Tot 1 januari 2013 werd X voor zijn werkzaamheden als commissaris op grond van het tot 1 juli 2012 van kracht zijnde besluit van de staatssecretaris van Financiën, niet aangemerkt als btw-ondernemer. In het besluit was namelijk goedgekeurd dat commissarissen die maximaal vier commissariaten vervulden niet werden aangemerkt als btw-ondernemer.
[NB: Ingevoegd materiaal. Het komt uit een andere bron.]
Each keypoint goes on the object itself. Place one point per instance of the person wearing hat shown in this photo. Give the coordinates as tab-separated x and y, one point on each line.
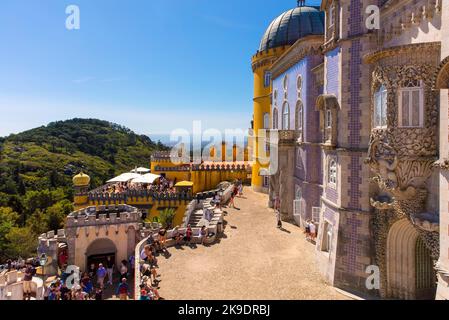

In een besluit van 27 juni 2012 is deze goedkeuring ingetrokken met een overgangsregeling tot 1 januari 2013. De goedkeuring is ingetrokken naar aanleiding van het verzoek van de Europese Commissie van 29 september 2011 om de btw-voorschriften voor de behandeling van leden van raden van commissarissen aan te passen, zodat deze voldoen aan de Btw-richtlijn. Volgens de Europese Commissie moet het werk van een commissaris, ook al is het maar voor één raad, als een economische activiteit voor de btw worden beschouwd.

X heeft over het tweede kwartaal van 2014 een btw-aangifte ingediend en heeft het btw-bedrag betaald. X heeft vervolgens bezwaar gemaakt tegen de op aangifte voldane btw.

In geschil is het antwoord op de vraag of X voor zijn werkzaamheden als lid van de RvC van de stichting als btw-ondernemer moeten worden aangemerkt. Meer specifiek gaat het om de vraag of X zelfstandig een economische activiteit verricht.

Gerechtshof
Op basis van de vaststaande feiten en het arrest van het Hof van Justitie concludeert het gerechtshof dat X geen btw-ondernemer is voor zijn werkzaamheden voor de stichting. Dit oordeel wordt versterkt doordat het gerechtshof na de reactie van X op het arrest van het Hof van Justitie vaststelt, dat de stichting geen schriftelijke overeenkomst (van opdracht) met de leden van de Raad van Commissarissen heeft gesloten, maar dat is volstaan met de benoeming door de Raad van Commissarissen als zodanig.